In October 1946, with approximately 2000 participants, the 10th anniversary of the death of Lu Xun was held in Shanghai, organized by the National Resistance Association of Literary and Art Works (Zhonghua Quanguo Wenyijie Kangdi Xiehui). In the next day, about 300 people from all walks of life visited the grave of Lu Xun, and two cypress trees were planted by Zhou Enlai and Xu Guangping, in the front part of the grave. In 1947, the surface of the grave was renovated, replaced the old gravestone with a new one and relocated the old one on the right front side of the grave horizontally. The new gravestone was made out of granite and was 97 centimeters in height and 87 centimeters in width, and was embedded with a 66-centimeter-high and 60-centimeter-wide black stone stele on it. There was a portrait of Lu Xun in a shape of oblong on the stele, and a gold inscription "the grave of Lu Xun, born on the 25th of September, 1881 in Shaoxing and died on the 19th of October, 1936, in Shanghai" was engraved under the portrait, written by Zhou Jianren (the younger brother of Lu Xun). Apart from a new gravestone, a new three-level granite step was built on the south side of the grave, with three memorial stone vases placed on the steps.

In 1966, during the Cultural Revolution, the former grave of Lu Xun and other graves nearby were all demolished and changed into a place to store industrial wastes. In 1973, two gravestones of the former grave were rediscovered.

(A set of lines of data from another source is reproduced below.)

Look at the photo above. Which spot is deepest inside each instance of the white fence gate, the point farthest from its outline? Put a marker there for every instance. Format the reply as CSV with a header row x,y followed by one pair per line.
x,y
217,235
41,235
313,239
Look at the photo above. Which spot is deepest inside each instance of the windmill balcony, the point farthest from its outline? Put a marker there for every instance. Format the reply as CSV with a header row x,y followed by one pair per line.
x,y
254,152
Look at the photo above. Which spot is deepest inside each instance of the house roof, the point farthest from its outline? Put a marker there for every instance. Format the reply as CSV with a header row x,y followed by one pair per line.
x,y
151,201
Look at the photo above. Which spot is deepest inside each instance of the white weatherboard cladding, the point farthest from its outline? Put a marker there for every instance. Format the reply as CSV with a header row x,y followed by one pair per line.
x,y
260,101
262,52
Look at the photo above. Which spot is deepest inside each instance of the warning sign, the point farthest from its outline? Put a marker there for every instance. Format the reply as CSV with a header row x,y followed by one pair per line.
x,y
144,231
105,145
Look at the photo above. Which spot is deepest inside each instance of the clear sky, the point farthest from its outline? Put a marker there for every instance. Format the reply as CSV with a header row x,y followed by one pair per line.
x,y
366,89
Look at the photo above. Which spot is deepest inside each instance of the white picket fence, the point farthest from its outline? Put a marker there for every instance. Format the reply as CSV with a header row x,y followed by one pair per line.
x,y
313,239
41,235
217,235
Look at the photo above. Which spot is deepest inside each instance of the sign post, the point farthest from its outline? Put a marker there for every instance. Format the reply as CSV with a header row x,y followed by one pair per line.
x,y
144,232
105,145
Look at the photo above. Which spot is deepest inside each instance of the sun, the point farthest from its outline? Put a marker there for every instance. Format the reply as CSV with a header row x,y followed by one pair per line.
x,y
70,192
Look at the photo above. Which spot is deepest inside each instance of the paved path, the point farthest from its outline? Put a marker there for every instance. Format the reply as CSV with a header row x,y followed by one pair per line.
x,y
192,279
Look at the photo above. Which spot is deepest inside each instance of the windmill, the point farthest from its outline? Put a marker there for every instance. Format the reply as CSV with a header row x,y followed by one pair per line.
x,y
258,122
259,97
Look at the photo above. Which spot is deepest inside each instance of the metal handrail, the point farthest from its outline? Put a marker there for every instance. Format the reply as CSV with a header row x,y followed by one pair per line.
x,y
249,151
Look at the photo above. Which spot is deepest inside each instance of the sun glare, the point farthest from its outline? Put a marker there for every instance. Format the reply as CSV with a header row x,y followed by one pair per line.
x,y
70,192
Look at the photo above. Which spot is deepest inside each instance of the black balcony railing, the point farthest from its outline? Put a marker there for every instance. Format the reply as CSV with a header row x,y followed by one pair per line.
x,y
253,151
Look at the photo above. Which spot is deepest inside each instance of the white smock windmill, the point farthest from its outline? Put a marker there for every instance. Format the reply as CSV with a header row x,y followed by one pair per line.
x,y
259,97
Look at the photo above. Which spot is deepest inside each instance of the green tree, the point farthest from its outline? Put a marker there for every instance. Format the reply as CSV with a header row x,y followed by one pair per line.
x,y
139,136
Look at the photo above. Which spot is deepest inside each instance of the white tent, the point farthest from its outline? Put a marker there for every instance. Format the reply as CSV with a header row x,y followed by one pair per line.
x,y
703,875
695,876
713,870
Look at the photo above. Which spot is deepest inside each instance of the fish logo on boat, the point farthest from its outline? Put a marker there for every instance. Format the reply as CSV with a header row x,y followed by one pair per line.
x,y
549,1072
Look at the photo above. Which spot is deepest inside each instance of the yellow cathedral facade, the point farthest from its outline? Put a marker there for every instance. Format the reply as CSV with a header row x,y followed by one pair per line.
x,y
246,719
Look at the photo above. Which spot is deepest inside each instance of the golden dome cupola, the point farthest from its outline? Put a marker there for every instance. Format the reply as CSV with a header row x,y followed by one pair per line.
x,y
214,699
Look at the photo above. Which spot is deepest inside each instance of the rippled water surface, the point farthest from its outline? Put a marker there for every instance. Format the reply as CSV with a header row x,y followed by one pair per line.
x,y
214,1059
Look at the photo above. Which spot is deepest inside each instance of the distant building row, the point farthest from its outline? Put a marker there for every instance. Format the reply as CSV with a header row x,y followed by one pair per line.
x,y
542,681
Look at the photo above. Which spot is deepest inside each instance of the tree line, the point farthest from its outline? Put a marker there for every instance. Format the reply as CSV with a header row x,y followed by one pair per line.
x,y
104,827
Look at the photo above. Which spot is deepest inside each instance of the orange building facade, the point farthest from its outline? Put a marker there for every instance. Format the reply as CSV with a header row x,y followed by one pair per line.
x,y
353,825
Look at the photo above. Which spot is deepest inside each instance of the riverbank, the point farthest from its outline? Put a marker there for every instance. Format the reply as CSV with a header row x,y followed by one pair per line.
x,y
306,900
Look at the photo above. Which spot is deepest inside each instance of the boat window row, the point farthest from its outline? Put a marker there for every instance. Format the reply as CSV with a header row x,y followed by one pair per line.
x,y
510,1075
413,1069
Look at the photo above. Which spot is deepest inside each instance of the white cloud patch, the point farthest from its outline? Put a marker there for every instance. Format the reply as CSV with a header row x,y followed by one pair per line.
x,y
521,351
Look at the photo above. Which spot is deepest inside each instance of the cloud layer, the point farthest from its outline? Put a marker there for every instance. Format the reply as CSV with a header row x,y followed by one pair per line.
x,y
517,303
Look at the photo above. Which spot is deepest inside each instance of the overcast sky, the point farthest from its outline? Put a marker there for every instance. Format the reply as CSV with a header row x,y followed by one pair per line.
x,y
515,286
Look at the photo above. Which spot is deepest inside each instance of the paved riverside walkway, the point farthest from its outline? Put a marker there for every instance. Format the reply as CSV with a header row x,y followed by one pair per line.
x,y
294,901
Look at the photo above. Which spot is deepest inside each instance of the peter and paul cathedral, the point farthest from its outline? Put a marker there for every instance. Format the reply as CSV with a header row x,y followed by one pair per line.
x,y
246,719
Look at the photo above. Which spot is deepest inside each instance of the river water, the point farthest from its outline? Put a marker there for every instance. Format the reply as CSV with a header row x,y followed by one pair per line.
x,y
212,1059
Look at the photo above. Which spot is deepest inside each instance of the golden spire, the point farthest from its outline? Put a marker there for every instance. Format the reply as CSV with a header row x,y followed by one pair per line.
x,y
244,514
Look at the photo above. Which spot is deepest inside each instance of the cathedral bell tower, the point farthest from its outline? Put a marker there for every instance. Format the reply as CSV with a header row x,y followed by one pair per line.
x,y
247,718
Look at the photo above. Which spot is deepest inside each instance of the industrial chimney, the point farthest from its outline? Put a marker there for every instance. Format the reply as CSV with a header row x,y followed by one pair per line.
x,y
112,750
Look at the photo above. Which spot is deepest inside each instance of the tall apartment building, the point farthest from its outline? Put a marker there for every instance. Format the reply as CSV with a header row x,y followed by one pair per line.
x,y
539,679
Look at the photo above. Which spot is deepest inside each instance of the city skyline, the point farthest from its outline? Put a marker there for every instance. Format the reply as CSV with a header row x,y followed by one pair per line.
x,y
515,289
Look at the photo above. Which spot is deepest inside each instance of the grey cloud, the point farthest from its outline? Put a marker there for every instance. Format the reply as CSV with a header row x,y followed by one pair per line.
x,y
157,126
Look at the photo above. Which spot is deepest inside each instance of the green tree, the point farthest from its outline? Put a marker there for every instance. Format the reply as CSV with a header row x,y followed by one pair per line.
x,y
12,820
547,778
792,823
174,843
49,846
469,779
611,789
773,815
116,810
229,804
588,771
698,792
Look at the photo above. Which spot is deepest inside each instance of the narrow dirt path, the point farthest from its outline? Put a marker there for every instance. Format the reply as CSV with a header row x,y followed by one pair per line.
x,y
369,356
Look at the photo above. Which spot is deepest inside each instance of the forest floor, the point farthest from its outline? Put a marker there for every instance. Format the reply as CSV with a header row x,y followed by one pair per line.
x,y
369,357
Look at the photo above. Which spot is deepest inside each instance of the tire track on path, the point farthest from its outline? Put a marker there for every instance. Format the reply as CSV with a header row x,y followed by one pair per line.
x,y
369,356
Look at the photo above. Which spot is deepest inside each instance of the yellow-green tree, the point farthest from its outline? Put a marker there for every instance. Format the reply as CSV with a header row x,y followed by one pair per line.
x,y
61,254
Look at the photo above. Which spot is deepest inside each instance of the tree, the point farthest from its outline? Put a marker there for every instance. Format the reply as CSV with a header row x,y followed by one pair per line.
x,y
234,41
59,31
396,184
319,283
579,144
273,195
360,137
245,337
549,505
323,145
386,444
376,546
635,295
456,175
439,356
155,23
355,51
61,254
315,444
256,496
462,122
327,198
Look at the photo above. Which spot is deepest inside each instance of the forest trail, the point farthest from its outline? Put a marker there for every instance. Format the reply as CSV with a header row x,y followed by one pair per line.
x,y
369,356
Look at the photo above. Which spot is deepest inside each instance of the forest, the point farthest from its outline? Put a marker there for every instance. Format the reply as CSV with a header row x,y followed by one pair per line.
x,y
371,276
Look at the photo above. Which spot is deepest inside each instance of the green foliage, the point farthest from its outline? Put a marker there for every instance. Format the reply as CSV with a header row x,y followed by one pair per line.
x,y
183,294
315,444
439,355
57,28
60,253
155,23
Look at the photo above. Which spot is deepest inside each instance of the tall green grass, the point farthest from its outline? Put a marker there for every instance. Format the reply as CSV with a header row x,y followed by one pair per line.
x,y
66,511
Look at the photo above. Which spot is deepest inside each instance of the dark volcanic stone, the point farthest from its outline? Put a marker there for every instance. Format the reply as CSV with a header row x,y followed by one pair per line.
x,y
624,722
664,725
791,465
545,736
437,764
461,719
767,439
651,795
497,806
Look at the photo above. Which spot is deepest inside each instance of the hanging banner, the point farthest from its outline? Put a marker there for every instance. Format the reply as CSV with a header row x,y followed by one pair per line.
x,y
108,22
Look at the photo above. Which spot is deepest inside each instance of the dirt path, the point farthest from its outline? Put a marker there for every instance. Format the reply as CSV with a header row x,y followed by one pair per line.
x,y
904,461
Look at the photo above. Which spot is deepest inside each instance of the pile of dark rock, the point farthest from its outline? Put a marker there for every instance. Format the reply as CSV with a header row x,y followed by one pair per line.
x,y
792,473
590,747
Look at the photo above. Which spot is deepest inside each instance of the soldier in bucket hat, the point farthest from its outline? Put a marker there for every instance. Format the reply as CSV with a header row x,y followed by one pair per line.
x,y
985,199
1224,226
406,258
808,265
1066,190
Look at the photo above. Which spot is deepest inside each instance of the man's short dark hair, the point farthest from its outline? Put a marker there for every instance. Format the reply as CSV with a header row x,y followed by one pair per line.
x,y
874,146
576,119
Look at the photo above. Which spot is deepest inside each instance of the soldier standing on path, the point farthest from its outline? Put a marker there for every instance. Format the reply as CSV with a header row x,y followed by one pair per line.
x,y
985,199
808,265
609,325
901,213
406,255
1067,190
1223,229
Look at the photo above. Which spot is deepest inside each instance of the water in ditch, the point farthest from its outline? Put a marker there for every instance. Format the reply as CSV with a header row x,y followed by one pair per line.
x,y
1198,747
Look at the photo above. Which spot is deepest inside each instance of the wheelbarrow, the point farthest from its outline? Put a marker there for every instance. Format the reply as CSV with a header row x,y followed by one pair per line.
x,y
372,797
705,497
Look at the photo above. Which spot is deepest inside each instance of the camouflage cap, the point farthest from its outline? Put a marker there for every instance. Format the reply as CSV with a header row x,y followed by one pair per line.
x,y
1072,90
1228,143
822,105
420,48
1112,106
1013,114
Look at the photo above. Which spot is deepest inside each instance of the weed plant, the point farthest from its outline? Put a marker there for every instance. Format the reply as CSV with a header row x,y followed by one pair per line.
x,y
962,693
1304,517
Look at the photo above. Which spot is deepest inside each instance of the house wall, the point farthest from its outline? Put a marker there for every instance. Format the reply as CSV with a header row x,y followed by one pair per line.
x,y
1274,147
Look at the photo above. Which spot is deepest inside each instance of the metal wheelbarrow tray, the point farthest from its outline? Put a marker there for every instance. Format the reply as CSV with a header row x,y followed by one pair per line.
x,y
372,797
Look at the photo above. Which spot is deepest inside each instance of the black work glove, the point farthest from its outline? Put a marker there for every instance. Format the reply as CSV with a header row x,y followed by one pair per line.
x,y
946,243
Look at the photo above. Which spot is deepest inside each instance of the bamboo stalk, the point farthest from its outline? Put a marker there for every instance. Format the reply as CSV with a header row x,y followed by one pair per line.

=== Hongkou Park site (1956-) ===
In the spring of 1952, after the discussion among the cultural department of East China and other relevant departments, a proposal of building a new tomb of Lu Xun in the Hongkou park, previously visited by Lu Xun and near the former residence of him, was accepted. In January 1956, the 20th anniversary of the death of Lu Xun, a decision of moving the grave of Lu Xun from the public cemetery of Shanghai to the Hongkou park was made by the State Council of the People's Republic of China. With members of Lu Xun's relatives, friends and some officials of East China and Shanghai, a committee of moving the grave was formed by Chen Yi, the mayor of Shanghai at that time. The new tomb was located in the Hongkou Park. (Note: 2. On 19 October 1988, after the approval of the 351st meeting of the standing committee of Shanghai, the Hongkou park was renamed to Lu Xun Park.) In June 1956, several experts were hired by the government of Shanghai to design the new tomb and the Memorial of Lu Xun. Assessed by the State Council of the People's Republic of China, the plan of Chen Zhi and Wang Dingzeng was adopted, and Chen Zhi was in charge of the design of the new tomb of Lu Xun, which constructed on 19 July 1956 and finished on 9 October 1956. On 14 October 1956, the ceremony of moving the coffin of Lu Xun (Note: 3. When moving the grave, the coffin of Lu Xun showed signs of decaying, with faded paint, loose coffin lid, dripping water and a decayed flag image (the spirit of the nation) on the coffin, but the characters on the coffin were recognizable. Therefore, the coffin was strengthened and renovated with black paint. Besides, there was a suggestion of replacing the wooden coffin with a glass coffin, proposed by one staff. However, this suggestion was overruled.)from Shanghai public cemetery to the new tomb was held by the government of Shanghai. The inscription of the new tomb was written by Mao Zedong: 鲁迅先生之墓 [The Tomb of Mr. Lu Xun], and the former grave was preserved at the same time. The new tomb was opened to the public on 25 October. On 4 March 1961, a stone monument with signs of the major historical and cultural site protected at the national level was placed in front of the tomb. In July 1964, with the approval of the cultural department, the protection area of the tomb was finalized.